A criação artificial da escassez: o caso das vacinas

escassez

por Juan Torres López 

O falecido economista e professor da Universidade de Salamanca David Anisi escreveu em 1995 um livro intitulado Criadores da escassez. Do bem-estar ao medo (Editorial Alliance). Nele explica que, ao contrário do que se pensava, não foi a crise ocorrida a partir dos anos 70 que obrigou a questionar o Estado Providência, mas sim o contrário: o questionamento deste deu origem à crise.

Como Anisi explicou, “chegou a hora de disciplinar os trabalhadores. E assim foi feito. “

Para isso, sempre foi utilizada a forma mais eficaz, gerando desemprego. Quem não tem renda e meios de vida não tem escolha a não ser aceitar o que for preciso para progredir e assim se torna um ser pessoal, mental e socialmente frágil, facilmente manipulado e disciplinado.
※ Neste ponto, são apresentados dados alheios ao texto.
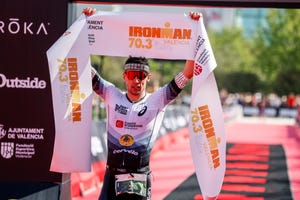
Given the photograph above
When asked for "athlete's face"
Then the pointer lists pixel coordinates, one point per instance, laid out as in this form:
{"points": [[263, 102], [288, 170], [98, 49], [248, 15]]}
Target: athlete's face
{"points": [[136, 82]]}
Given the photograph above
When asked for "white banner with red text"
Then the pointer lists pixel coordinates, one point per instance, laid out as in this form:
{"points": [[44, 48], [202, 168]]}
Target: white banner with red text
{"points": [[152, 35]]}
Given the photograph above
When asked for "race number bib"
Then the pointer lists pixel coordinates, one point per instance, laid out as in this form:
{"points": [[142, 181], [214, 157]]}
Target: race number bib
{"points": [[131, 183]]}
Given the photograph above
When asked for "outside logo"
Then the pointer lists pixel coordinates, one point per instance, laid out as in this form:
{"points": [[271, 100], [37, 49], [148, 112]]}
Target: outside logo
{"points": [[7, 149], [126, 140]]}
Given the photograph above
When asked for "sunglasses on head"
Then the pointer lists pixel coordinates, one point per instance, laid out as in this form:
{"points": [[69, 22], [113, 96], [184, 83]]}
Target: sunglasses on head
{"points": [[141, 75]]}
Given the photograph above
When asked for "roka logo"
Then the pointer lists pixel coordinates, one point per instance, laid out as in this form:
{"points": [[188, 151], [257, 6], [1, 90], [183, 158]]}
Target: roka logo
{"points": [[197, 69]]}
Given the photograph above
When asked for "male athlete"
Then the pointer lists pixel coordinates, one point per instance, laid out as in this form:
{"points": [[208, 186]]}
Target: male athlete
{"points": [[133, 121]]}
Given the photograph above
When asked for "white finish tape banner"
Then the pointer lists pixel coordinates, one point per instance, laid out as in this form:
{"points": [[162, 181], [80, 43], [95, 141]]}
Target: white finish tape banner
{"points": [[152, 35]]}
Para provocar deliberadamente o desemprego que disciplinava as classes trabalhadoras, foram aplicadas políticas baseadas na criação artificial da escassez, aumentando as taxas de juros (que desaceleravam o investimento produtivo, mas ao mesmo tempo enriqueciam os detentores de dinheiro), reduzindo os salários (o que reduzia o consumo, mas aumentava o lucros de grandes empresas que têm mercados cativos) e causando déficits públicos e muita dívida (desacelerando a economia, mas aumentando os negócios do capital financeiro).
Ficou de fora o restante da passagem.